I can provide more specific cites when I have access to my work databases tomorrow, but:

  1. There is a proposal currently in Congress to reduce the standard period of admission granted to tourists and visitors from 6 months down to 30 days. The inspectors are supposed to grant more if the person arriving can articulate an acceptable reason why more should be granted, but I cna’t for the life of me figure out how that’s supposed to work in real life. Say you’re the non-English-speaking mom of a permanent resident from, say, India, and you’re schlepping across 14 time zones to help your daughter care for her newborn baby for a few months. This is currently an acceptable activity on a B-2 visitor visa, but how is this lady supposed to convince the inspector she needs more time? Likely result: she will get 30 days, and will have to file for an extension to stay longer, which will just clog up the adjudications system, which already takes anywhere from several months to more than a year process extension requests. So what’s the point?
  2. I haven’t seen any stats come out yet on visa/green card refusal rates, but there HAS been a new security check procedure implemented for men between 16 and 45 who are nationals of certain countries, primarily Arab or Muslim ones, which the U.S. considers to pose an elevated security risk. This security check can delay visa issuance 20 days or more, and consular officers have discretion to subject women, men outside the above age ranges, or pretty much anyone else they want to these additional checks. Anecdotally, I can tell you that there has been much higher scrutiny of my office’s clients, who are generally very low-risk folks (Canadian and European execs and professionals, for the most part), and we’ve had quite a number of applications held up for additional documents that never would have been requested before, or for submission of original docs where INS only wanted photocopies before. One divorced Canadian client’s green card application was held up for submission of the original of his divorce decree from Michigan, of which we had already submitted a photocopy. And may I add that the fact that he was divorced had absolutely no relationship to the basis of his case, which hinges on a job offer from a U.S. company?

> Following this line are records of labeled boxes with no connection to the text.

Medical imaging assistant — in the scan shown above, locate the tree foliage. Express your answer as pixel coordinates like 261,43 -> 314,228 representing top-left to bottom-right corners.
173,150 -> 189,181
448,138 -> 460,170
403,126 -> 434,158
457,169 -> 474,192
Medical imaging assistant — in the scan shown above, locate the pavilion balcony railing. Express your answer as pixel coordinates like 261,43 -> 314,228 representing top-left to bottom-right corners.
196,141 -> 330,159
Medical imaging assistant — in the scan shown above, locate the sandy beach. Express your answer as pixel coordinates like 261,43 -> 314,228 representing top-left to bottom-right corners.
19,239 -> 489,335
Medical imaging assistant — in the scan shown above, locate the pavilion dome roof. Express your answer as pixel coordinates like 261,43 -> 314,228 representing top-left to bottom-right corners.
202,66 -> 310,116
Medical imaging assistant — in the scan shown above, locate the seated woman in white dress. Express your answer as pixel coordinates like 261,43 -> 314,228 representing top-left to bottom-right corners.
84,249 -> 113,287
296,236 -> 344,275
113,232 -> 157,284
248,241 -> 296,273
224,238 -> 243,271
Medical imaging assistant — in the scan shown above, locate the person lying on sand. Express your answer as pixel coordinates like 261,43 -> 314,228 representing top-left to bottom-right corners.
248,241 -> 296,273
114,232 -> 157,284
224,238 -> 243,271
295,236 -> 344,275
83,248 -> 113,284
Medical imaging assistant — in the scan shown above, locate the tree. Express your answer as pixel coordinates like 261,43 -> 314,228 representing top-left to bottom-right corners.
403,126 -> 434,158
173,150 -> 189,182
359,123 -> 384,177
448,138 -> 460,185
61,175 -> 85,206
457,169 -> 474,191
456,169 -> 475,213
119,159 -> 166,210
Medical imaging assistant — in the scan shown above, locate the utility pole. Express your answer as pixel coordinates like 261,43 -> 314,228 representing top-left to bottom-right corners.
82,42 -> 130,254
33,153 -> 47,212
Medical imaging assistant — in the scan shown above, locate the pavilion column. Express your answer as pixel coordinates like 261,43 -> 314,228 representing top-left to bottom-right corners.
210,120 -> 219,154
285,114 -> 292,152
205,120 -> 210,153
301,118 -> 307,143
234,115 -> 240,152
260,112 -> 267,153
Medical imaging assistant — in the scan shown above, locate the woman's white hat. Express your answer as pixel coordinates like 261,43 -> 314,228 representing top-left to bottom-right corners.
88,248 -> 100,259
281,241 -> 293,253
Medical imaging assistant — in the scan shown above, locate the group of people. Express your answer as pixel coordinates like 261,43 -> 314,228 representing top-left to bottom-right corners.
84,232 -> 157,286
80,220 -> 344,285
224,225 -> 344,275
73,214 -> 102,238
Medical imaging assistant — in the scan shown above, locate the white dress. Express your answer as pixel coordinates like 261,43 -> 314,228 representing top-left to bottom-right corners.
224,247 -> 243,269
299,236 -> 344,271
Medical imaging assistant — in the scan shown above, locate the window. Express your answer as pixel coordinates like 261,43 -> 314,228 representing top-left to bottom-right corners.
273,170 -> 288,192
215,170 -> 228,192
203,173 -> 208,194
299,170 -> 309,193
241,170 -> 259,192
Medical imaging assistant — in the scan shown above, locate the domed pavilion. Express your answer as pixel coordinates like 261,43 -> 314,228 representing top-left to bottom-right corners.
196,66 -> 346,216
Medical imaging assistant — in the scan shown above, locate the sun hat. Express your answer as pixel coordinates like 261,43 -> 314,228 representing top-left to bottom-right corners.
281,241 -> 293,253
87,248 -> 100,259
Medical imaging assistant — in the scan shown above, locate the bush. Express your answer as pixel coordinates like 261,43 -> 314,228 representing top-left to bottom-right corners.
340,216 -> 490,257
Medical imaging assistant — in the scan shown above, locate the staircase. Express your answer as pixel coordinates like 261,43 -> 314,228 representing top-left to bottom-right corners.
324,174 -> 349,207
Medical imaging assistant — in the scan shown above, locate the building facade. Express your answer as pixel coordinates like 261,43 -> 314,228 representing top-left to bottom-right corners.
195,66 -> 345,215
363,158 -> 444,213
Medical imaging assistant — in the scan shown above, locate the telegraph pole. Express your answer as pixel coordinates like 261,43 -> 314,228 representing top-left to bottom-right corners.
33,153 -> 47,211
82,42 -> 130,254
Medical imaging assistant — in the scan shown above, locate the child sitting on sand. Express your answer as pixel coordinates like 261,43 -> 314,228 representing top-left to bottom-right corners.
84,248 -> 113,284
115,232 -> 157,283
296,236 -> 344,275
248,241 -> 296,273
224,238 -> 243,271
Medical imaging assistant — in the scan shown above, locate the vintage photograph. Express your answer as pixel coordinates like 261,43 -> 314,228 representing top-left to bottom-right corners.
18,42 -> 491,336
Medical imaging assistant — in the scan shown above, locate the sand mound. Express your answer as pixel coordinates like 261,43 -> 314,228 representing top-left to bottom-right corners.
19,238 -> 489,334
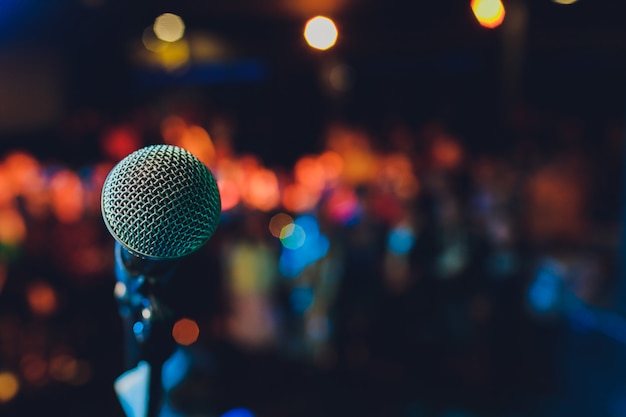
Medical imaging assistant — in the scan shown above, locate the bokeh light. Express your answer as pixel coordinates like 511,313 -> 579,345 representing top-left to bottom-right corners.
0,208 -> 27,247
280,223 -> 306,249
172,318 -> 200,346
217,178 -> 241,211
304,16 -> 338,51
470,0 -> 505,29
153,13 -> 185,42
269,213 -> 293,238
0,371 -> 20,403
242,168 -> 280,211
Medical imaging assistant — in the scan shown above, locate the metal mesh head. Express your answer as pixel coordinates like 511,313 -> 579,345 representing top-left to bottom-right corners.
102,145 -> 221,259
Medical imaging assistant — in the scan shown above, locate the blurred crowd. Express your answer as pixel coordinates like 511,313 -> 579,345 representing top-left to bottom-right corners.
0,99 -> 623,417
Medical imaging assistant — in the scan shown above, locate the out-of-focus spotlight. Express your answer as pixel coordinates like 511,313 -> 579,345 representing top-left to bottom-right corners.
113,281 -> 128,299
172,318 -> 200,346
304,16 -> 338,51
152,13 -> 185,42
26,281 -> 57,316
269,213 -> 293,237
470,0 -> 505,29
0,372 -> 20,403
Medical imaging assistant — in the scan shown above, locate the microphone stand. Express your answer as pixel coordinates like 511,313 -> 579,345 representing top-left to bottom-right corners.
115,241 -> 176,417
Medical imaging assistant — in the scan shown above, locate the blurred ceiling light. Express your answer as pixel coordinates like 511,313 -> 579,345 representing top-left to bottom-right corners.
152,13 -> 185,42
304,16 -> 337,51
470,0 -> 505,29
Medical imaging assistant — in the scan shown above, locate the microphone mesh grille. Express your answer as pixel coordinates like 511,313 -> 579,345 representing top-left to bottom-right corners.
102,145 -> 221,259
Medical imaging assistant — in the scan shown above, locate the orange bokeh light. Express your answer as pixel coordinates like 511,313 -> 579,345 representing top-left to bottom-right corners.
470,0 -> 505,29
282,183 -> 320,213
172,318 -> 200,346
217,179 -> 240,211
242,168 -> 280,211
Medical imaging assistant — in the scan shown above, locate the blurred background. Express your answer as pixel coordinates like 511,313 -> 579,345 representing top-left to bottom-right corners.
0,0 -> 626,417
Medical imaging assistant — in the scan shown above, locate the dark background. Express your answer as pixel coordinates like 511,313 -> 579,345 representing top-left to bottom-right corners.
0,0 -> 626,417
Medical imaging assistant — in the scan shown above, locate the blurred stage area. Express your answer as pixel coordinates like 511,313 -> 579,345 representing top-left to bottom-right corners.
0,0 -> 626,417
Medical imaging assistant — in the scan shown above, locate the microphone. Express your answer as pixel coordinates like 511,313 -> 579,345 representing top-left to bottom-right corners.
101,145 -> 221,416
102,145 -> 221,260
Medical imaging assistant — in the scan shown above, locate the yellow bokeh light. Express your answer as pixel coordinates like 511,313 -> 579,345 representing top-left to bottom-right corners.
0,372 -> 20,403
470,0 -> 505,29
172,318 -> 200,346
304,16 -> 338,51
152,13 -> 185,42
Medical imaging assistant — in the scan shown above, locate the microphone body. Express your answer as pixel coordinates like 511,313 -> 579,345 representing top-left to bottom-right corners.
101,145 -> 221,417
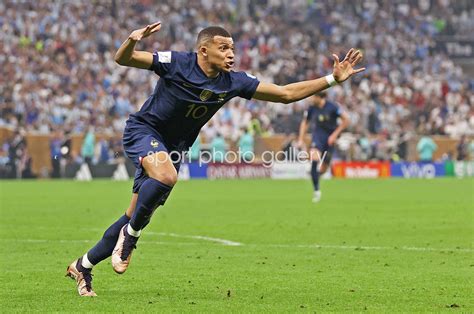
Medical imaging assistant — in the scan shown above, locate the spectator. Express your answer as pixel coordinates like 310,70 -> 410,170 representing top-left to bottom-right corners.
416,135 -> 438,162
456,135 -> 468,160
81,127 -> 95,167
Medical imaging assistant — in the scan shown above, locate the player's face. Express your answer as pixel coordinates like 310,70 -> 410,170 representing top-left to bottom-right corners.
207,36 -> 234,72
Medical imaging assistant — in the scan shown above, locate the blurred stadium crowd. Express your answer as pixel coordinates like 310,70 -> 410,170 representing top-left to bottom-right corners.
0,0 -> 474,174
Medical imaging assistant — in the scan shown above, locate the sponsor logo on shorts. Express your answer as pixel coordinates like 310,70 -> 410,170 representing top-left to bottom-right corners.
150,139 -> 160,148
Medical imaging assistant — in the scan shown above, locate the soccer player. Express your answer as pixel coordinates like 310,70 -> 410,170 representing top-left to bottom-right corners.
67,22 -> 364,296
298,92 -> 349,203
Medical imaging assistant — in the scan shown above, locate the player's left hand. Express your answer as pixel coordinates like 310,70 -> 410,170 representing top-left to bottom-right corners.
328,134 -> 337,146
332,48 -> 365,83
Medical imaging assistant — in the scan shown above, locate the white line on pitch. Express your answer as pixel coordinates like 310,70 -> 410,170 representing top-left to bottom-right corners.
0,238 -> 474,253
147,232 -> 243,246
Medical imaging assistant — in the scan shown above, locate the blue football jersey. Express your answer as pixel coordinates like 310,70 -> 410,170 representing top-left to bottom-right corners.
129,51 -> 259,150
305,100 -> 342,134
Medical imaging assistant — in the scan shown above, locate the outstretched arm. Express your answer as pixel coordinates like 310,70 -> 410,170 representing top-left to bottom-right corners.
114,22 -> 161,69
253,48 -> 365,104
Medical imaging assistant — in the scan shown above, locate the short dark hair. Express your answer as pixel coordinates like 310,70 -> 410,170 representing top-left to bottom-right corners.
196,26 -> 232,47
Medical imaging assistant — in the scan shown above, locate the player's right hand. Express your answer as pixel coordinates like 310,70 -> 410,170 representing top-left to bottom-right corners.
128,22 -> 161,41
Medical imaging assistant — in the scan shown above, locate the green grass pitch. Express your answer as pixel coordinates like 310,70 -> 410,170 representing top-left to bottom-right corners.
0,178 -> 474,312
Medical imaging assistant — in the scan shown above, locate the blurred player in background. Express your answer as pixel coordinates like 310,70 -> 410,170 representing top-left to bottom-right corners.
298,92 -> 349,203
67,22 -> 364,296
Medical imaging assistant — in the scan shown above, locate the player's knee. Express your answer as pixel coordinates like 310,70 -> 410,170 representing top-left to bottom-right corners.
319,162 -> 328,174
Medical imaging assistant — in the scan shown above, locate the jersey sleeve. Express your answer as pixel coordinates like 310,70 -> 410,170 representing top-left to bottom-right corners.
149,51 -> 176,76
234,72 -> 260,100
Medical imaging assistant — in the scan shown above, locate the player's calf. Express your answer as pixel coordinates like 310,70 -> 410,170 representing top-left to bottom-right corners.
112,224 -> 141,274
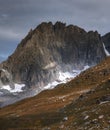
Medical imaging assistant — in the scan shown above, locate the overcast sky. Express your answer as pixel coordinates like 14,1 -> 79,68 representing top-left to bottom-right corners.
0,0 -> 110,59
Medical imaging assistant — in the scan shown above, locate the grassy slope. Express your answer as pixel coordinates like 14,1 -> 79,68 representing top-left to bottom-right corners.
0,58 -> 110,130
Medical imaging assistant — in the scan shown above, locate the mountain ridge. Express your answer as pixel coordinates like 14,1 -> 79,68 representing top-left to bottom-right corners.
1,22 -> 106,87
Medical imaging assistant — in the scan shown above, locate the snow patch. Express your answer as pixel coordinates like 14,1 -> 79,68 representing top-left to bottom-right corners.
1,83 -> 25,93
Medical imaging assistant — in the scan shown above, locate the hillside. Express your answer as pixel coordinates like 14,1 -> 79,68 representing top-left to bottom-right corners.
0,57 -> 110,130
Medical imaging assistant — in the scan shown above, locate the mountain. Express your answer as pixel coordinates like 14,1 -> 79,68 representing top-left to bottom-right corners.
0,22 -> 106,89
102,33 -> 110,52
0,57 -> 110,130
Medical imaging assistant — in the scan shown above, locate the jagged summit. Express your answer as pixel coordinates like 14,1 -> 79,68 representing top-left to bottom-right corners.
1,22 -> 105,87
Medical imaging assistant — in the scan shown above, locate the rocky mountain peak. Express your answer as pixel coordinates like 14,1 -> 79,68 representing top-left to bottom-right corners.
1,22 -> 105,87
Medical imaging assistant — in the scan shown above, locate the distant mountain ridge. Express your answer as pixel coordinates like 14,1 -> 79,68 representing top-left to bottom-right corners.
0,22 -> 106,90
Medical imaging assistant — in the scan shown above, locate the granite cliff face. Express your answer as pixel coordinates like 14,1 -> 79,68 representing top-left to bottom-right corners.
0,22 -> 106,87
102,33 -> 110,53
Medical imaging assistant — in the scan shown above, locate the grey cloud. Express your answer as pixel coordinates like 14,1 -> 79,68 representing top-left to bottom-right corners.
0,0 -> 110,60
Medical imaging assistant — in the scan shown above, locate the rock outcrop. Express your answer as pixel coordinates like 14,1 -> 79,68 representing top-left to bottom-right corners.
0,22 -> 105,87
102,33 -> 110,53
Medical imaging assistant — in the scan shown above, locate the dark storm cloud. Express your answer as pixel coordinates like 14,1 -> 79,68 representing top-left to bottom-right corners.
0,0 -> 110,61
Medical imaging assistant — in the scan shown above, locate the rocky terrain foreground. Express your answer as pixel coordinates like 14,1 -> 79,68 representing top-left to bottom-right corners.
0,57 -> 110,130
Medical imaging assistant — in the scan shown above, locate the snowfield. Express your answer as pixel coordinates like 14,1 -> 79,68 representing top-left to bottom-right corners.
1,84 -> 25,93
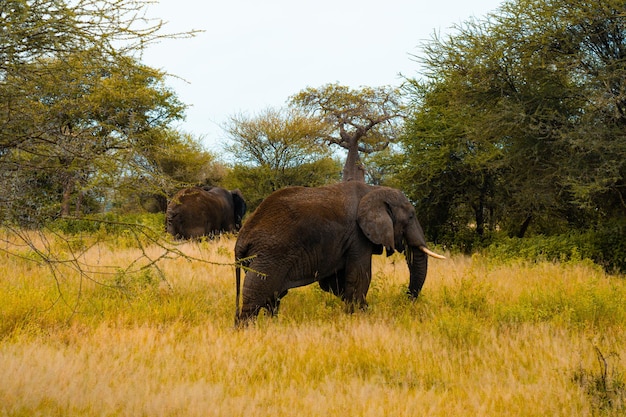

Anyway, gotta go to sleep now so I’m conscious enough to counsel the huddled masses in the morning…

Was there a press conference about this at noon today?

About which part of the above?

About the whole visa restriction thing.

Dunno; the most reliable info will probably be in my e-mail from our NY office tomorrow. In the meantime, I bet CNN or traditional news sources will have something (although traditional news sources usually do somewhat incomplete or inaccurate reporting on immigraiton issues). If I get something specific, I’ll post it.

Ah. Here it is.

Not specifically about Canadian students, but related.

Reminds me of this article: AMERICANS ANNOYED BY “ALL THIS INTERNATIONAL SHIT” ON INTERNET
Web’s Increasingly Worldly Flavor Threatens Americans’ Worldview

“Ontario colleges and professional programs in law and medicine are already strained by Canada’s growing population, the newspaper said, forcing many students to seek higher education across the border. Students travel to take classes in the Buffalo area from as far away as Toronto.”

This is misleading. They are not taking classes in law or medicine leading to professional standing in Canada. They simply are not up to snuff academically to gain admission into Canadian universities, so they go across the border to schools with lower admission standards. The American isolationism is unfortunate, but is not anything worth getting upset over, particularly from a Canadian perspective.

Unfortunately I already tossed the news release into my email trash, but it’s a very new rule-- only came down the pipe in the past two weeks. Full-time students will continue to renew visas as they do now, but part-timers, they’re gonna have problems.